日本だと小中高校などの頑丈な講堂・体育館が頼りになり、トイレも順番に使用でき、飲料水や、毛布の支給など期待できるし、何よりも電気は煌々と24時間確保されている。それらがまったく無いミャンマーの地方都市・村落などでは避難といっても、着の身着のままで、わずかなシェルターを求めて高台を目指す。だが、上り坂は鉄砲水の粘土道で、家族の人数を確認しながらの一歩一歩はキツイ登りである。そして夜になれば、もともと乏しい電気がなく、辺り一帯は真っ暗闇。そして時には垂れ下がった電線で感電死という泣きっ面に蜂のニュースも飛び込んでくる。

断続的な豪雨で熱帯地方とはいえ雨に濡れた身体はガタガタ震え、乳飲み子を抱えた母親は朝までまんじりともできない。それに排泄の問題もあり、衛生状態はさらに悪化する。どうやって病気予防に注意すればよいのだろう。そして辺りは水がいっぱいというのに飲み水が無い。太平洋のど真ん中で飲み水が底をついた船乗りと一緒だ。毎年同じことが繰り返される。ここまではモンスーン雨季の陸地での話。

ミャンマーの西側はベンガル湾に面した長い長い海岸線である。北のラカイン州から南のタイ国境まで1,930kmもある。海上のモンスーン時期は大荒れに荒れる。さすがの漁師たちも三角波を恐れてこの時期、漁船は陸上にしっかりと固定されたままだ。せいぜい波打ち際で、打ち上げられた海草や貝殻を拾って食卓の具とする。

今話題になっているロヒンジャーもこの時期の船出は差し控える。バングラデッシュやラカイン州を出発点とするロヒンジャーは冷遇されるミャンマー本国をスキップして隣国のタイからさらにその南のマレーシア・インドネシアを目指す。この両国ならば、同じイスラム教の同胞として表面上は温かく迎えてくれるからだ。だが途中のミャンマーやタイの海軍は必死の命乞いを無視して難民ボートが本土に近寄ると警告を鳴らし、沖に追い返すのが国の政策となっている。
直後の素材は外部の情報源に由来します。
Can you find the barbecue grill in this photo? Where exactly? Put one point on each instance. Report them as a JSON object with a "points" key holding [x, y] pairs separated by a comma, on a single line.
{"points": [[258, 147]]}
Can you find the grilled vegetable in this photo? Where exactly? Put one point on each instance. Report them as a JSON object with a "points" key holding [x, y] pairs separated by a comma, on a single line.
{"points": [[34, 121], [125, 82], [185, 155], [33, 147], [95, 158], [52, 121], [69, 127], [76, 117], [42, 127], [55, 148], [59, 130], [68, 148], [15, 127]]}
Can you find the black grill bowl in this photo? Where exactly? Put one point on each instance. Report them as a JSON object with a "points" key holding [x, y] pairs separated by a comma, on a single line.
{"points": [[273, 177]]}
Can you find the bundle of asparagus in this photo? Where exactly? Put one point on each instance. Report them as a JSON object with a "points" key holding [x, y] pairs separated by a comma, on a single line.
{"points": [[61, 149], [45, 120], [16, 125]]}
6・7・8・9月のモンスーン時期は冬場の日本海、あるいは佐渡の荒波を想像してほしい。だから、このシーズンになるとロヒンジャーの難民ボートは営業をピタリと止めてしまう。だが、時には山椒大夫のような悪徳ブローカーがボロボロの漁船を仕立てて、無知な難民たちを立錐の余地も無いほど詰め込んで船出させる。今の時期だと、船賃はシーズンの半額だよの謳い文句である。そしてカネを握らせ、船頭にたっぷりと言い含めて、恐る恐る船出させる。海岸線ではわりに静かであった海上も沖合いでは佐渡の荒海である。乗客全員が手持ちの容器で船内の海水を必死に掻い出す。当然ながらボロ舟は沖合いに出るか出ないかで沈没する。無知な乗客は大半が老人か乳飲み子を抱いた母親で、船頭を除いて水泳の達人は一人もいない。船頭ですら大金に目がくらむというよりも、残され遺族となるに違いない家族への最大のプレゼントを企図してこの仕事を引き受けたのかもしれない。水泳の達人ですら勝率は5割どころか、1割も難しいだろう。このように絶望的に悲しいニュースがこの時期にはNLMにも時折掲載される。
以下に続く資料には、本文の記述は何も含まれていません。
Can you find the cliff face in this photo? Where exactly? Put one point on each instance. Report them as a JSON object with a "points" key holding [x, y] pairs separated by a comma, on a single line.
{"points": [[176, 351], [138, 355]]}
雨音を聞きながらホテルで優雅に読書を楽しむ人たちには縁の無い話だが、この雨季はミャンマー人口の70%といわれるお百姓さんたちにとってはもっとも大切な時期でもある。ミャンマー全土で、お役所が、学校が、軍人のお偉いさんたちの家族までもが、参加していろいろな樹木の植林行事が行われる。それがこの4ヶ月間に行われる。ミャンマー人の手抜きスタイルにぴったりなのだろう。穴を掘って苗を差し込むだけで、あとの面倒は何ひとつ無い。この国の恵まれた気候では親が無くても子は育つのである。ほったらかしたままで樹木は実によく成長する。

ミャンマー中央の乾燥地帯では反対に雨が降らず旱魃の被害が出ている。やはり異常気象なのだろうか。この時期、農村地帯で綱引きゲームを見たら、それは伝統的なミャンマーでの雨乞い行事である。今でも各地で行われている。ミャンマーという国土の広大さを思い知らされる。
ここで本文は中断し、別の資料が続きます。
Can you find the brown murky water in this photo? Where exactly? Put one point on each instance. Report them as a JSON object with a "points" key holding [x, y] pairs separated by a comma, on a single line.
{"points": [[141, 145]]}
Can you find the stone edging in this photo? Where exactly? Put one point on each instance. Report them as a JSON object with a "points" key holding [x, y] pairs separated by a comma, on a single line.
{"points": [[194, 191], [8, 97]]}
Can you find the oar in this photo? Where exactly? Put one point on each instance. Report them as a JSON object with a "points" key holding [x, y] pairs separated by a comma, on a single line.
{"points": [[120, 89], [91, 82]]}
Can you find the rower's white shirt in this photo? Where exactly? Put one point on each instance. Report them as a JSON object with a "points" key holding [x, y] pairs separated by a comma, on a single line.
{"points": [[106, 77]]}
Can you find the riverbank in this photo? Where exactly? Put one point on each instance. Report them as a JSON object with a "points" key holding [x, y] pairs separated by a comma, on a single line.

モンスーン雨季は過度でなければ自然の恵みである。それにもかかわらず、促成栽培には化学肥料が効果的と中国・タイの製品が溢れ、殺虫剤が大量に使用される。昨年は効果的だった殺虫剤が今年は効かない。昆虫自身の免疫システムが学習効果を発揮している証拠だと専門家は言う。メーカーはさらに強力な殺虫剤を開発する。イタチごっこのあり地獄に落ち込むとも知らない無知なお百姓さんたちがその新製品に飛びつく。もちろんコストに加算される。ミャンマーはもともと自然の恵みに恵まれ、多くを望まなければ十分な収穫が得られるとナチュラリストは言う。

沿岸地帯のマングローブ林は伐採され外貨獲得に手っ取り早いエビの養殖池に早代わりする。効率性を追求する経済学は養殖池いっぱいに稚魚を詰め込み最大の利益を目指す。詰め込まれた魚はストレス状態で間違いなく病気を起こす。養殖池では病気に強く、促成効果の高い合成飼料が大量にばら撒かれる。そして数年すると養殖池の地味は衰える。すると養殖池は水抜きし石灰をまき数年間放置しないと再利用できなくなるそうだ。その結果、借金だけが養殖業者に残される。これはベトナム・インドだけでなく、世界中の養殖業者が繰り返してきた。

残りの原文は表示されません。